His crazed cleaning does not stop until he grabs hold of an old glass photo frame and a jagged edge catches his skin. He curses loudly as it draws blood and looks down towards his cut, only to be stopped short by what he sees.
It’s an old frame, a photograph within that had been blocked and almost faded from memory. He sees himself, a young man of only twenty, standing beside his childhood hero, a published author whose name he cannot recall now. He looks upon the uncontrollable smile on the young him’s face, the eyes shining with childlike eagerness, and that day comes back to him like a bolt of lightning. He remembers meeting this man, and sharing with him the hope of one day joining him with the esteemed title of ‘author’, his love of writing and wanting to write forever. And most of all he remembers the author looking at him with an almost fatherly smile, patting his shoulder and saying, ‘If you want it enough you can do it. Never give up on a dream like that.’
The statement echoes through the man’s head and around the room, bouncing and echoing off the bare walls. Never give up on a dream like that. The frame drops from between his shaking fingers, landing with a dull thud below him. He stops; sinks slowly to the ground. Everything is too much. How could he forget this? How happy he had been then, how full of joy and life… memories flood back once more, but this time like rushes of water coaxing the tears from his eyes as he falls forward onto his hands, sobs rocking his whole body. He balls up his fists and beats the ground, yelling to a man who is not there, who cannot hear him.
‘Never give up?! You can’t even begin to unravel an idea before reality shoots it dead now! I’ve been shot down one too many times, I’m wounded. I GIVE UP. I can’t get back up this time.’

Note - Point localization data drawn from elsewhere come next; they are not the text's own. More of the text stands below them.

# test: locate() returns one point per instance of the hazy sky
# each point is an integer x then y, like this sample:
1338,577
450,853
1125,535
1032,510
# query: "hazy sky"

The cold, empty shelves stare at the man sunken and broken in the centre of the room with blank, harsh stares. Tiny speckles of blood spurt from a cut in his hand, but that short, sharp pain is nothing compared to the tearing of his heart, the thumping of his head, the desolate thud as his stomach drops. No pain could compare to that of a man falling apart from the seams. Tears fall relentlessly from his eyelids, and his body lurches forward and back with pain, as emotion floods out of him in a tidal wave of desperation, total loss and turmoil.
‘I can’t get back up this time,’ he whispers, his eyes shut to try to bottle in the pain, ‘I can’t get back up.’